Quello era un colpo basso, aprii la bocca per ribattere, ma la serrai quasi subito. Non avevo nulla da dire. In effetti era strano tutto quel pensare ad Elena, ma di sicuro non avrei mai pensato di sostituire Sofia con lei. Forse.

« Amico, posso darti un consiglio? » Giacomo stava bisbigliando.

« Spara » risposi, sconsolato.

« Pensa a Sofia ».

Lo guardai dritto negli occhi per un pezzo, capendo cosa voleva dire.

« Lo farò » promisi. « Ma prima voglio sistemare con Elena ».

Giacomo sbuffò, scuotendo la testa.

« Poi non venire a me da piangere però, perché l’unica cosa che riceverai come risposta sarà: “Te l’avevo detto” ».

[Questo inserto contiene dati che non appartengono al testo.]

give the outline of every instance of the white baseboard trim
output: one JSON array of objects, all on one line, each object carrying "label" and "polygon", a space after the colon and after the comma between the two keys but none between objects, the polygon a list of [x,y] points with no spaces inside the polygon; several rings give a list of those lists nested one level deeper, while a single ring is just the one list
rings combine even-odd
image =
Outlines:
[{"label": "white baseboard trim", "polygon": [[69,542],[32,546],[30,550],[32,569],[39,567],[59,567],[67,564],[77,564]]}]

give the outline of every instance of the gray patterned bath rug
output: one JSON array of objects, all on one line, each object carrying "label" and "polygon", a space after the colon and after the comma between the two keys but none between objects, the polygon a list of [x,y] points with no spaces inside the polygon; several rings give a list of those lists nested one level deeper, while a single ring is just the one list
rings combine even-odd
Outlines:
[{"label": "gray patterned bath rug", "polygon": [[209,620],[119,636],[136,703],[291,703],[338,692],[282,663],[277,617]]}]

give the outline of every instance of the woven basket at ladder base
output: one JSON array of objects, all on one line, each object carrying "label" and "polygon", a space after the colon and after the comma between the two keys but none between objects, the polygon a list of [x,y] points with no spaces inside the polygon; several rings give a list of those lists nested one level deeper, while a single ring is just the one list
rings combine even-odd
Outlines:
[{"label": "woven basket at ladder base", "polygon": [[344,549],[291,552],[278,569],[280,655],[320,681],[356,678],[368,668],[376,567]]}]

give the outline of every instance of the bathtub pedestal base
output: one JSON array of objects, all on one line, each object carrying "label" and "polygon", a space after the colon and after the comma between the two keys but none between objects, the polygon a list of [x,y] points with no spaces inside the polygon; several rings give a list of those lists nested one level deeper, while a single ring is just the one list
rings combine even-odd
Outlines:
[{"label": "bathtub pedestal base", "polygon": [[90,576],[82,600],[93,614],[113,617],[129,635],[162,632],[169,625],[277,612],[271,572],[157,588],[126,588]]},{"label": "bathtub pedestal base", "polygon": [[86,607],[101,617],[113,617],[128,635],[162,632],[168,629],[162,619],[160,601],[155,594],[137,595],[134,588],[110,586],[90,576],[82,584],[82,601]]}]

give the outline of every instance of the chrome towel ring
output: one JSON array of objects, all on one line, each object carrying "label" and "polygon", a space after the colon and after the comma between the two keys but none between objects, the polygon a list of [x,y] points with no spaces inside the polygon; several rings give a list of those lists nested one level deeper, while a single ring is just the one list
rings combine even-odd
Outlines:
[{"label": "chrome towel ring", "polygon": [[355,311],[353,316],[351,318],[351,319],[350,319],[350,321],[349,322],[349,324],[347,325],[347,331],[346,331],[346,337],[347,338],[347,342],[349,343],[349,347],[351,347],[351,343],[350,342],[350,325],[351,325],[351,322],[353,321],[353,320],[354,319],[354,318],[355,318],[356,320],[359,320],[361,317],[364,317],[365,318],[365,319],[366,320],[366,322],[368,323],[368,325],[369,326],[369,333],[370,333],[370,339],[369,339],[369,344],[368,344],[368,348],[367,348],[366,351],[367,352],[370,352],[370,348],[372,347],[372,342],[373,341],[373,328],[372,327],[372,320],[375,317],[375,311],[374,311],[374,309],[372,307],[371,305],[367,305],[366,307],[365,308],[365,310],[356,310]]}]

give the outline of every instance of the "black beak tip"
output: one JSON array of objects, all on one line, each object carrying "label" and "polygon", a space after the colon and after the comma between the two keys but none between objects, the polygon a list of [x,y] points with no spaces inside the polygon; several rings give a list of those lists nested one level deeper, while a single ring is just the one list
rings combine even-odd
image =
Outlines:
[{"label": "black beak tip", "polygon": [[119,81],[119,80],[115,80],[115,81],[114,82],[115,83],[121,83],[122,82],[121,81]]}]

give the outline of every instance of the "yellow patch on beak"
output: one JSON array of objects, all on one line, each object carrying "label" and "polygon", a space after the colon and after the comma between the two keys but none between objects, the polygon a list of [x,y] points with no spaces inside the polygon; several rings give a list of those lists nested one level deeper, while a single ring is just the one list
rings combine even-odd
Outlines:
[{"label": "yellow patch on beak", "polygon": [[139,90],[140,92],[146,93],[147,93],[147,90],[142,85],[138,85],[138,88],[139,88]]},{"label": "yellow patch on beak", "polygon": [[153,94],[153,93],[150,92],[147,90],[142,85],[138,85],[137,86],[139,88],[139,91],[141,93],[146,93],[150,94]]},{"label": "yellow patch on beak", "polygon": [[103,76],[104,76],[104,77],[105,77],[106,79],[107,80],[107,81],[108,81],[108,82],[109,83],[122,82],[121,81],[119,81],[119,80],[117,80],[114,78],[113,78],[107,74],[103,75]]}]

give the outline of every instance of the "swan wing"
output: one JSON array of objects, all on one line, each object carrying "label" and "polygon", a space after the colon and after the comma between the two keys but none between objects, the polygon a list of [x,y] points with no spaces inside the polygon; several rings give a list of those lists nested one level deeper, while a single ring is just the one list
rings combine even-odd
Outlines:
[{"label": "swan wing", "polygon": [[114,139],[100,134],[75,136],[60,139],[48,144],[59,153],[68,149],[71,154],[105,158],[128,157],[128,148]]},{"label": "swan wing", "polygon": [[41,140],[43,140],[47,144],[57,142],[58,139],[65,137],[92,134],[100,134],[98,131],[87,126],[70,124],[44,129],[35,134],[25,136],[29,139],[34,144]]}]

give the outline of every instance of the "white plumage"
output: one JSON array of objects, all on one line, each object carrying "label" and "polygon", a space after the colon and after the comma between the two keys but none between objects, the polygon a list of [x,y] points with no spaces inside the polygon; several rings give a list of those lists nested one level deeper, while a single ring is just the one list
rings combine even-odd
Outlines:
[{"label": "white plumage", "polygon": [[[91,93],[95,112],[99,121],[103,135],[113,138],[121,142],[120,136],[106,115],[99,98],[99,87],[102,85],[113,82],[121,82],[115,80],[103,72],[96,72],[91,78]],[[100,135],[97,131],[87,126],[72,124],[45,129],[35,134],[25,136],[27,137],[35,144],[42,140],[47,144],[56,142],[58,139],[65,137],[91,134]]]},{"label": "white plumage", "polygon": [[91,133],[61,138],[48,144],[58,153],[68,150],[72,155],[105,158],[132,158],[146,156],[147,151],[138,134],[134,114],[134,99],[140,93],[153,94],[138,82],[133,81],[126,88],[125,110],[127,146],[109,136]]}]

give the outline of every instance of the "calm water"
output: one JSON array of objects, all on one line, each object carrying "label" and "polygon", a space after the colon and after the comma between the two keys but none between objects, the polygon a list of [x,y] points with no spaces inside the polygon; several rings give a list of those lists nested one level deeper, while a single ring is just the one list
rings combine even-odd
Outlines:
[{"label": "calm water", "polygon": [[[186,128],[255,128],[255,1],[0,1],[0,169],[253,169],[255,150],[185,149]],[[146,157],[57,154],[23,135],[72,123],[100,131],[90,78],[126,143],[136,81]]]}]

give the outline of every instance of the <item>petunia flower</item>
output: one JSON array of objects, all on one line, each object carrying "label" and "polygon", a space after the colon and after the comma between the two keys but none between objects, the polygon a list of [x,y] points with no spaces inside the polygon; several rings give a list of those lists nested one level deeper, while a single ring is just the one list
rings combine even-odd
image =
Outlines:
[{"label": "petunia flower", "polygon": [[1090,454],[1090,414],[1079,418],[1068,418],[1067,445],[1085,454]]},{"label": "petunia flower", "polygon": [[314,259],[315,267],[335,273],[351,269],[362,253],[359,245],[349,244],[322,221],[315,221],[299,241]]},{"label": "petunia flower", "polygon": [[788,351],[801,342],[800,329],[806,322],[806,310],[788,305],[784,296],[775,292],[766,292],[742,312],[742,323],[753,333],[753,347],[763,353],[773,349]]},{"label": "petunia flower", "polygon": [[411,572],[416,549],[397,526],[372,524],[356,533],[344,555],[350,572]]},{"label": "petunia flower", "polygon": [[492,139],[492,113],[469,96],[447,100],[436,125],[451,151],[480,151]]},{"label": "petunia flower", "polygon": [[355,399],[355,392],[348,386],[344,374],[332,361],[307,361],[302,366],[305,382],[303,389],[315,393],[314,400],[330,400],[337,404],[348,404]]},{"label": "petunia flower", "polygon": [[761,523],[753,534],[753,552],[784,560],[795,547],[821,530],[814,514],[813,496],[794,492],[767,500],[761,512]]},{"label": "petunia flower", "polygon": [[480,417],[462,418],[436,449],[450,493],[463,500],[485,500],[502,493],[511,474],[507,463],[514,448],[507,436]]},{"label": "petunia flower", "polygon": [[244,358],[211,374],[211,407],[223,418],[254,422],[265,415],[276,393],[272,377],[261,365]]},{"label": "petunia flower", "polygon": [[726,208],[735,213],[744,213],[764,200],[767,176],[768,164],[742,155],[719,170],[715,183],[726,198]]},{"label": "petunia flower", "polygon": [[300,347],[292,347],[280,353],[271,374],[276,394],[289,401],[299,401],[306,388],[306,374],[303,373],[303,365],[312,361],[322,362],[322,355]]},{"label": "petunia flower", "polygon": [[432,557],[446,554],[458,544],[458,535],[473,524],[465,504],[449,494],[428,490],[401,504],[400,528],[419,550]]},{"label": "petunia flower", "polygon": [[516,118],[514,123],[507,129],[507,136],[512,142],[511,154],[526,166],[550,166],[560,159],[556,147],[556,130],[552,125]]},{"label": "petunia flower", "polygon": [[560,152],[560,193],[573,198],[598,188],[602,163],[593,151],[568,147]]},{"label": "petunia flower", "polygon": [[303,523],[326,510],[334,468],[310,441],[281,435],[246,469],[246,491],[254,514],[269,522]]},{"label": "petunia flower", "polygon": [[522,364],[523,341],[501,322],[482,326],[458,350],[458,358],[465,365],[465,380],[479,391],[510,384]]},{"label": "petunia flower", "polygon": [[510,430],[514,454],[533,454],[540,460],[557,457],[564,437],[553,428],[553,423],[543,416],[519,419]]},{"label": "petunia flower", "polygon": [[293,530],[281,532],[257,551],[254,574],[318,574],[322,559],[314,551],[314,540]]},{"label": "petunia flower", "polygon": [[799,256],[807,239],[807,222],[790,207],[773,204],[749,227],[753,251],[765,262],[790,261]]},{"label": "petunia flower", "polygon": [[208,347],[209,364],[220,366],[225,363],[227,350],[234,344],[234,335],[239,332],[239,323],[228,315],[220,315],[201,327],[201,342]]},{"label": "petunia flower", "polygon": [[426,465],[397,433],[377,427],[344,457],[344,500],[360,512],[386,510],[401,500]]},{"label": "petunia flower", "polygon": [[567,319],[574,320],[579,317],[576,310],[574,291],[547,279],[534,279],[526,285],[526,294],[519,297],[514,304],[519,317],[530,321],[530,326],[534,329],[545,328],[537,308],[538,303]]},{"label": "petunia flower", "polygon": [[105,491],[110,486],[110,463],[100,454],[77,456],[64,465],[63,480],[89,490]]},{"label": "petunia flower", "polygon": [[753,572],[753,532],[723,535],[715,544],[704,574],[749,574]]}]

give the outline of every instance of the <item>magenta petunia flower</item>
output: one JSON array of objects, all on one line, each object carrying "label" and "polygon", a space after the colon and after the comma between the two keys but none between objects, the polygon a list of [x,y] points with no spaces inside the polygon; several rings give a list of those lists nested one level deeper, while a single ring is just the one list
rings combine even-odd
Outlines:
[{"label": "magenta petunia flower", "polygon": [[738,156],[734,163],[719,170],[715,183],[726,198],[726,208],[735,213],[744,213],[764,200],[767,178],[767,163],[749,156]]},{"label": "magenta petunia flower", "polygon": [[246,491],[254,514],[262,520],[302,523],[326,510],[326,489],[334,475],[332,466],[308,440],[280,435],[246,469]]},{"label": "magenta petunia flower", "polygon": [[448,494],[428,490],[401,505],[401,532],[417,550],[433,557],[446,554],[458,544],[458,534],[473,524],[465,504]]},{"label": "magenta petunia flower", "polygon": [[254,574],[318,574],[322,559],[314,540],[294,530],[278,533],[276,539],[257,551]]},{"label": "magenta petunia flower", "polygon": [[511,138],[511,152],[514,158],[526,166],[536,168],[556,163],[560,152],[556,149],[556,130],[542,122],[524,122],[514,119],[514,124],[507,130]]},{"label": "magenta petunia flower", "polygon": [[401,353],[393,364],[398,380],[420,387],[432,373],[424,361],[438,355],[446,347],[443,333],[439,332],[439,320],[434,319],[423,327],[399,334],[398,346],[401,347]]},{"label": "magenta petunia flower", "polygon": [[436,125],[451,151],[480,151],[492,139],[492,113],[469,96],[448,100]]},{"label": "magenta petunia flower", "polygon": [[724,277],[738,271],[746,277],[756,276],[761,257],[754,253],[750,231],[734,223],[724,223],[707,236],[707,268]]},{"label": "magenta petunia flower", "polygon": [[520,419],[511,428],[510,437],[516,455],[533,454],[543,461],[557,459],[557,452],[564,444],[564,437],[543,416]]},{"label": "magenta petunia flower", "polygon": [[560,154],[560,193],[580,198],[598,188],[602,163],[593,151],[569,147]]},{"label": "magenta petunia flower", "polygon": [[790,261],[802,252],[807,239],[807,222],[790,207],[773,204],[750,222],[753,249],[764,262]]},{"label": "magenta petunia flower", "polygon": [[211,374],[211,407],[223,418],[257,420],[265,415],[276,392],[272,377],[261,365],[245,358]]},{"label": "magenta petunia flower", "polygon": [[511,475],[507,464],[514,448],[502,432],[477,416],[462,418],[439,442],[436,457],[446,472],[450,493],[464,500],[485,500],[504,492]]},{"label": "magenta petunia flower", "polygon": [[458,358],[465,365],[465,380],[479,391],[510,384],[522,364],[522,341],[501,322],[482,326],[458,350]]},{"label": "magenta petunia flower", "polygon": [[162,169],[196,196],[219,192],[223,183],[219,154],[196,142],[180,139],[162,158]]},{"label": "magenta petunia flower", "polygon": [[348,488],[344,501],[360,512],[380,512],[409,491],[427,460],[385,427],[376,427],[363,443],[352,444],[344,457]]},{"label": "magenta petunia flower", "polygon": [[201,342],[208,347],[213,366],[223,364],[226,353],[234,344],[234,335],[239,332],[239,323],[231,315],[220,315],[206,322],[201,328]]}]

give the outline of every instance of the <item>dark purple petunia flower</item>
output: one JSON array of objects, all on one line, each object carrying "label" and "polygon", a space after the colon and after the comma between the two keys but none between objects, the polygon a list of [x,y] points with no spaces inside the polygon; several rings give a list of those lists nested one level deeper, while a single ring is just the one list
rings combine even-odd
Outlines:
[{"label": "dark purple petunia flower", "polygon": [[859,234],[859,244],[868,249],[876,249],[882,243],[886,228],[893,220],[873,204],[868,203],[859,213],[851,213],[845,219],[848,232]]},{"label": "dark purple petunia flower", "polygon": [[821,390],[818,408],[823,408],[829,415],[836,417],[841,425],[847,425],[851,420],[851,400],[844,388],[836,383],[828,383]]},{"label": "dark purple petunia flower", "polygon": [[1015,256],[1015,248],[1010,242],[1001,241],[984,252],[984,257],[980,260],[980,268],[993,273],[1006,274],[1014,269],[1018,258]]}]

Lo guardai a lungo, ma lui mi ignorò per il resto della lezione ed io evitai di ritirare fuori l’argomento. Odiavo quando Giacomo faceva così, soprattutto quando aveva ragione.

 

 

 

 

 

 

 

 

{ Spazio HarryJo.

Devo essere sincera, non immaginavo che avrei aggiornato oggi, ma una persona mi ha praticamente obbligata a farlo. Per questo la ringrazio di cuore, e le voglio dedicare questo capitolo che ha tanto atteso.

A missohara, ovvero Cecilia, che è convinta che questa sia la mia migliore storia e per la quale cercherò di aggiornare più spesso. Grazie di cuore, cara.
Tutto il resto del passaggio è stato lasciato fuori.